Conducting a benchmarking study is an iterative process. After assembling the raw data, the benchmarking team should screen the data carefully to ensure the quality and quantity of information being gathered meet the requirements to allow for a successful project. This process is crucial to the study because poor data quality (inconsistent definitions, missing data or extreme data values) may lead to biased results. Specifically, attention must be paid to the following aspects when investigating raw data and their quality:
- Missing Data
- Accuracy and Comparability of Data Files
After investigating the data, the benchmarking team can assemble the benchmarking dataset. However, the sample size may not be large enough for utilizing sophisticated analysis. When the sample size is too small, the analyst may have to work on expanding the sample size – either by using panel data or conduct international (cross regional) benchmarking.
Missing data is a common problem, which may pose a serious problem for the quality of the benchmarking study for the following reasons.
- Sample size: Missing data will reduce the sample size. As mentioned above, a reasonable sample size is necessary for conducting sophisticated frontier benchmarking models.
- Non-random missing data: The missing data may be non-randomly distributed. For example, data providers (utilities) could have accidentally forgotten to supply data (i.e., randomly distributed missing data) or they could have intentionally not provided the data (i.e., non-random missing data). The non-random missing data will influence the statistical inferences because the observed sample will be a reduced sample of the true sample.
- Remedies: There are three ways to address the missing data problem:
- Delete the observations with missing values for variables, with the effect that it will reduce the sample size;
- Estimate (impute) missing values using existing observations and then use the estimated values in the data analysis, which may be inappropriate when the missing data is not at random
- Ask the utility to provide the missing data.
Accuracy and Comparability of Data Files
Before moving into formal statistical analysis, it is helpful to engage in preliminary data checks of the computerized file:
- Reduce data entry errors: Compare the computerized data set with the original data set to make sure that the data have been entered correctly.
- Prepare summary statistics: Summary statistics include the mean (or average) median, standard deviation, and minimum and maximum values of the key variables. Based on the summary statistics, analysts need to make sure that the utilities in the sample are really comparable to one another. For example, is utility A really comparable to utility B which is 100 times larger than A?
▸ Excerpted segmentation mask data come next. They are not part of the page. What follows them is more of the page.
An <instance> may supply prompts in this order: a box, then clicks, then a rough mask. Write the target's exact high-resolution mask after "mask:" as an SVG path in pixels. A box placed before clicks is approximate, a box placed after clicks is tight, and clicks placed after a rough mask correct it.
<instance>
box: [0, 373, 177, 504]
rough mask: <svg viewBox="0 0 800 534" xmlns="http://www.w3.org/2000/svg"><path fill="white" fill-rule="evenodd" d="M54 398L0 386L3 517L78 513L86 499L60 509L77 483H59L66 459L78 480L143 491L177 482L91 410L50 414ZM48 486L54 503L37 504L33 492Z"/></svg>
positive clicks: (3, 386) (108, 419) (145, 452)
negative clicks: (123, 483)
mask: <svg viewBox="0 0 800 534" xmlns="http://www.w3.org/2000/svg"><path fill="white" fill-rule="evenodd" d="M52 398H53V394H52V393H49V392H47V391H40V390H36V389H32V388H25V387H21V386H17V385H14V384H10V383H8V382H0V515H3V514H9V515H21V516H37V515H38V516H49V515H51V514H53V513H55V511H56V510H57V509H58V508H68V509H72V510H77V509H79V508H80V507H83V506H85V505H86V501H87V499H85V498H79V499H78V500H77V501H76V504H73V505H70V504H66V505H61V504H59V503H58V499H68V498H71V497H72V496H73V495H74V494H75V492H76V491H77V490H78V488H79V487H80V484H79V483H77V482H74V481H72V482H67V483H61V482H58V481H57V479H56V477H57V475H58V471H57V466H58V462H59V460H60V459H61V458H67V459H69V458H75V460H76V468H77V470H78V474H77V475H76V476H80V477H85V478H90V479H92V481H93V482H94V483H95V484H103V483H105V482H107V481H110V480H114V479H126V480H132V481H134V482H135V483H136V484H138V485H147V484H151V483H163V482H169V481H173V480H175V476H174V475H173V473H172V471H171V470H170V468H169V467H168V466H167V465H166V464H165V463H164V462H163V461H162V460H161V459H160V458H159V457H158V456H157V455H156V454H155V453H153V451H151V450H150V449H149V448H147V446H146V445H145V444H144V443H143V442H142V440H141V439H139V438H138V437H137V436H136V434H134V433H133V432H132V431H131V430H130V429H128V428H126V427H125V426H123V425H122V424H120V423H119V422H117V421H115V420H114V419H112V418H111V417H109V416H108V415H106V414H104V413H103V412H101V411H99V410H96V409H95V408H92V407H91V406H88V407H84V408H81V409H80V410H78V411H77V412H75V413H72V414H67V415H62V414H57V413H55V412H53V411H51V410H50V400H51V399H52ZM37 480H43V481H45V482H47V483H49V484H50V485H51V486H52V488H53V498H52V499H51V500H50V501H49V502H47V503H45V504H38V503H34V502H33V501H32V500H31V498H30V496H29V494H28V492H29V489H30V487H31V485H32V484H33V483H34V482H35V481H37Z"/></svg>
- Calculate key ratios: Prepare summary statistics for key ratios such as water delivered/employee and OPEX/water delivered. Pay attention to firms with extremely large or small ratios. There might be some data input errors for these firms or they may have different organizational structures (e.g., outsourcing),
- Ensure comparability of data definitions: Check the definitions of the key variables to make sure that they are really comparable. For example, does the number of employees refer to full time employees, part time employees, or total employees? Is the definition of operating cost similar across firms? In some cases, number of customers may not be a good output variable due to significant differences in service continuity. For instance, let company A’s number of customers be 1000 and average service time 4 hours/day. Company B’s number of customers is 600 and the average service time is 24 hours/day. In this case, the adjusted customer number (reflecting service hours) might be a better output measure, depending on the structure of the model.
- Recognize unique events or characteristics: Some special events such as natural disasters may have significant impacts on operating costs and service quality indicators. If the impact is severe, it is better to exclude the observation from the sample in that year. Similarly, a utility located near a water source and one requiring substantial investments in water storage and transport will have different costs. Such differences should be incorporated into the analysis.